In mature programs, visibility is not only detection. It is the ability to correlate identity inventory, secret location, privilege scope, and business owner in a way that supports review and revocation. This aligns closely with the intent of NIST Cybersecurity Framework 2.0, which treats asset and access awareness as foundational to control execution. Definitions vary across vendors on how much telemetry is enough, but NHI Management Group treats visibility as operationally complete only when the organisation can act on what it sees.
The most common misapplication is treating a dashboard or inventory export as proof of control, which occurs when teams can list identities but cannot explain ownership, purpose, or revocation path.
Examples and Use Cases
Implementing visibility rigorously often introduces operational overhead, requiring organisations to balance faster audits and safer remediation against the cost of maintaining current identity metadata across many systems.
- A cloud team finds an API key in application code but cannot identify the owner or the system that created it, so the key remains active longer than intended.
- A security review shows dozens of service accounts with broad permissions, yet the team cannot map those entitlements back to a business service or approver.
- An incident response team sees unusual token use, but the lack of ownership records makes it impossible to determine whether the activity is malicious or part of a deployment pipeline.
- An organisation follows guidance from the NHI Lifecycle Management Guide to tie each NHI to creation, rotation, and offboarding events, reducing blind spots in entitlement state.
- During program design, teams use the Ultimate Guide to NHIs alongside the NIST identity guidance to distinguish identity proofing from lifecycle visibility and avoid conflating the two.
In practice, visibility gaps often surface first in environments with CI/CD tools, third-party integrations, or unmanaged secrets where ownership is implied rather than recorded.
Why It Matters in NHI Security
Visibility gaps turn routine administration into breach amplification. Without a reliable identity inventory, teams cannot enforce least privilege, prove timely rotation, or remove access after system changes. That is especially dangerous for non-human identities because they often outnumber human accounts by orders of magnitude and are frequently overprivileged. NHI Management Group research shows only 5.7% of organisations have full visibility into their service accounts, while 97% of NHIs carry excessive privileges, a combination that makes hidden access both common and consequential.

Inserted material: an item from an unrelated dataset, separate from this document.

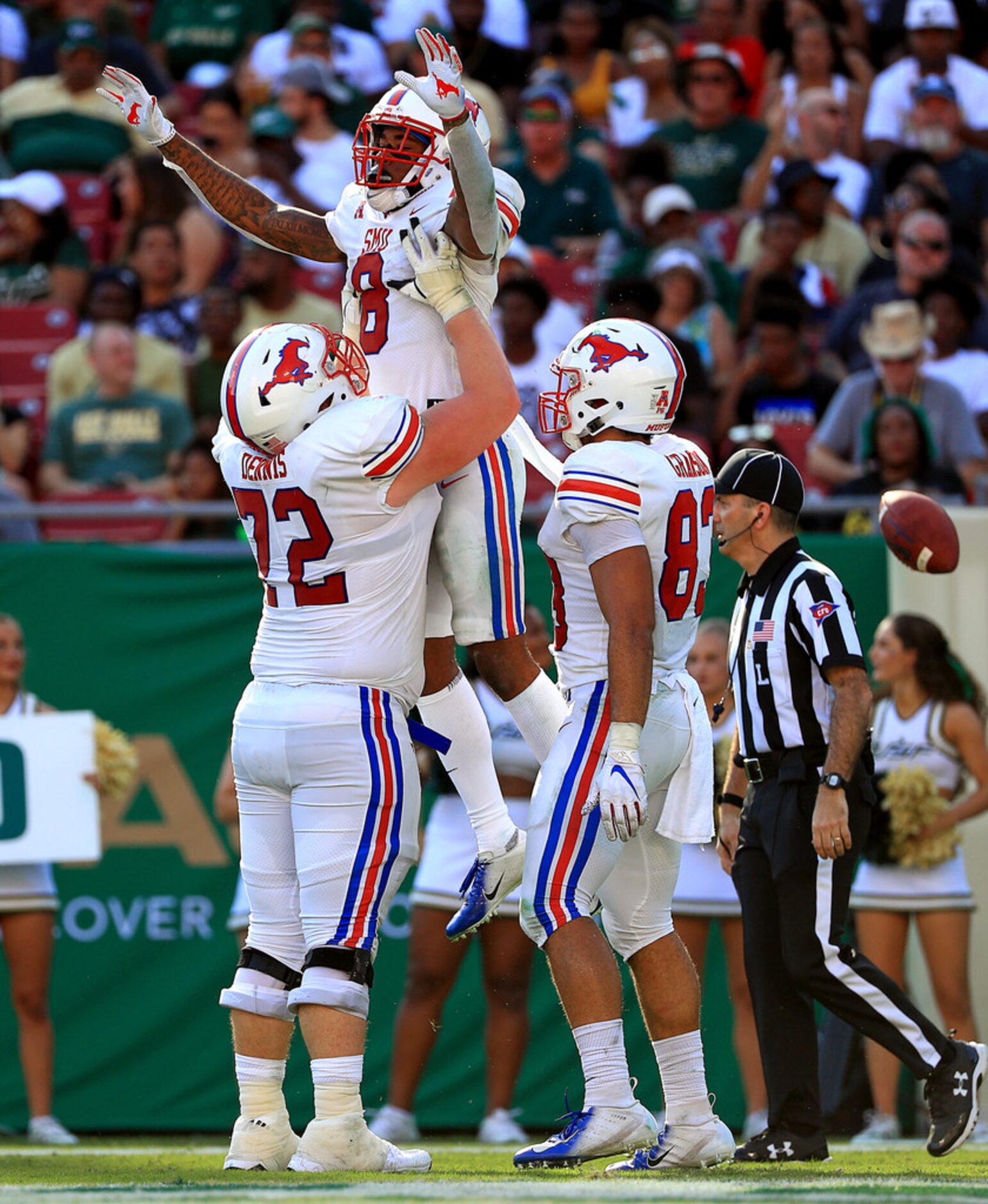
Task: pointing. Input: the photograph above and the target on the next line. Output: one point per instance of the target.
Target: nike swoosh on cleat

For governance, the issue is not just discovery but accountability. If a secret lives in code, a vault, a CI/CD variable, or a forgotten integration, the organisation may be unable to answer why it exists or whether it is still needed. This is why the visibility problem sits at the centre of Top 10 NHI Issues and the broader NIST Cybersecurity Framework 2.0 approach to control verification. When organisations eventually uncover leaked credentials, dormant accounts, or unexplained service access, the visibility gap becomes the reason they cannot immediately contain the blast radius. Organisations typically encounter the true cost only after an incident or audit failure exposes an unknown identity, at which point visibility gap remediation becomes operationally unavoidable to address.
Standards & Framework Alignment
This section maps relevant standards and security frameworks to the operational risks and controls described in this guidance.
OWASP Non-Human Identity Top 10 address the attack and risk surface, while NIST CSF 2.0 and NIST Zero Trust (SP 800-207) set the governance and control requirements practitioners need to meet.
| Framework | Control / Reference | Relevance |
|---|---|---|
| OWASP Non-Human Identity Top 10 | NHI-01 | Visibility gaps prevent complete NHI inventory and ownership mapping. |
| NIST CSF 2.0 | ID.AM-01 | Asset management requires knowing identities and access state to manage risk. |
| NIST Zero Trust (SP 800-207) | PR.AC-1 | Zero trust depends on explicit, verifiable identity and access knowledge. |
Verify NHI access context before granting or retaining access, and remove unexplained entitlements.